UK buy-to-let landlords will still benefit from £16.7bn worth of tax relief after the government’s changes to the system are fully implemented by 2020, analysis by London estate agent ludlowthompson shows.

The tax relief allows buy-to-let property landlords to offset against their rental income expenses like mortgage interest and other costs including property repairs, maintenance and renewals, legal costs, management and professional fees; and rates, insurance and ground rents.

Stephen Ludlow, chairman at ludlowthompson, said: “Despite tightening, buy-to-let tax breaks are still very valuable, highlighting that rental property remains a highly attractive investment vehicle.

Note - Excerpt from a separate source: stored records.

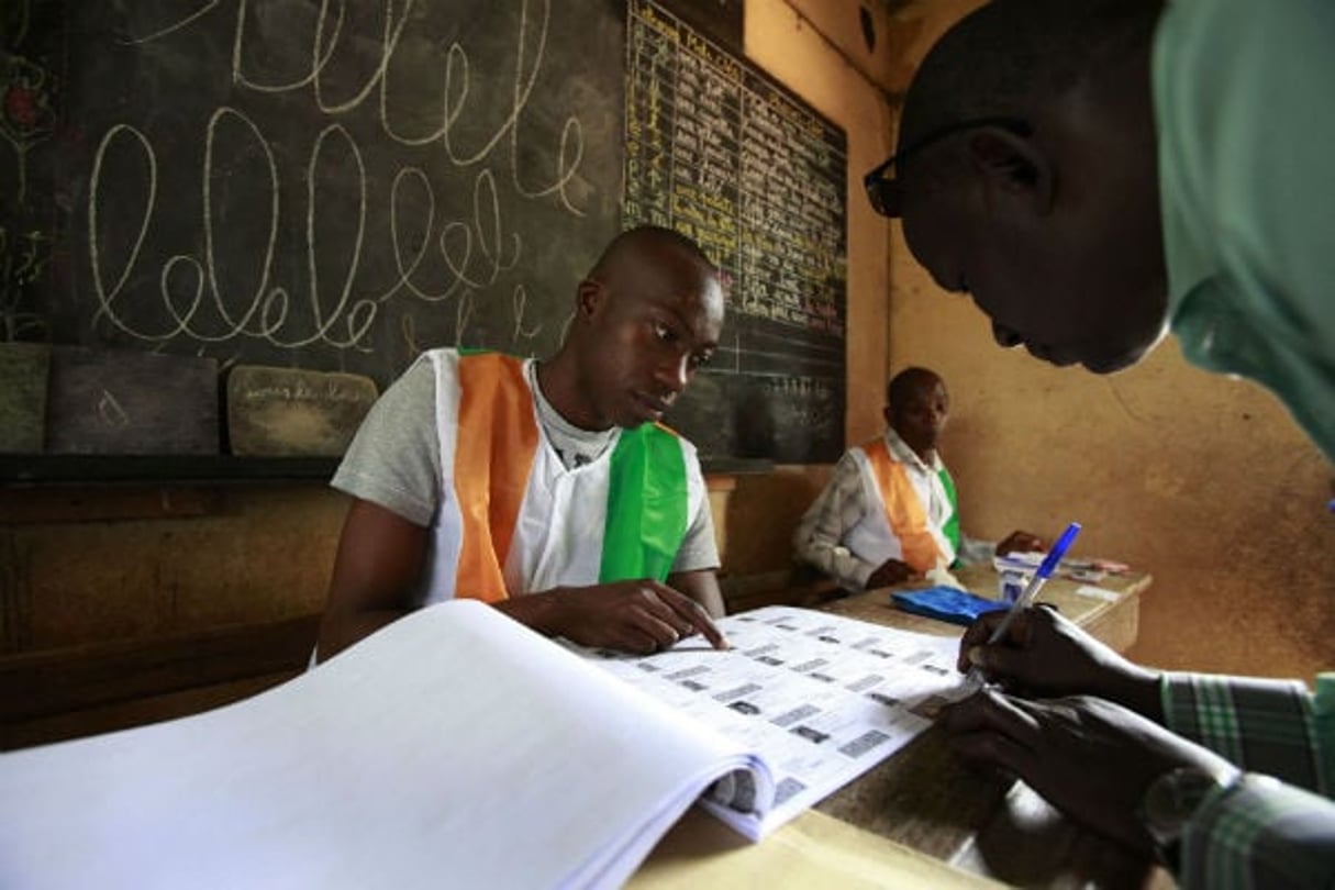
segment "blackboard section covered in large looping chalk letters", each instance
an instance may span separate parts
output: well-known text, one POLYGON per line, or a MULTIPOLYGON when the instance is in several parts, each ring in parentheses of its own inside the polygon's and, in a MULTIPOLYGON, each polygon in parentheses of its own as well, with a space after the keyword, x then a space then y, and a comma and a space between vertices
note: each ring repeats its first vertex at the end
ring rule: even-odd
POLYGON ((617 0, 67 3, 56 342, 553 351, 619 226, 617 0))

“Those tax breaks are essential to ensure that landlords continue to invest in maintaining their properties. If the tax breaks are reduced further then landlords will cut their investment in the properties they own – reducing the standard of UK rental accommodation.”

The Treasury said it expects the amount of taxes it collects from landlords to rise by£840m a year by 2020-21 after its cuts in tax reliefs on interest payments and property maintenance.

Government data showed landlords claimed £17.5bn in property expenses in the last year.

Landlords claimed over £7bn in tax relief on mortgage interest and other financial costs, while £3.7bn was claimed for property repairs and maintenance.

After planned changes to tax relief are fully implemented, landlords will still be able to claim approximately £6.4bn on interest rate costs alone.

Ludlow added: “Labour mobility continues to be central to economic strength. However, if cities like London are to remain a magnet for home-grown and international talent, sustaining a vibrant, high quality rental market is essential.

“To do that, the system has to work well for both tenants and landlords.”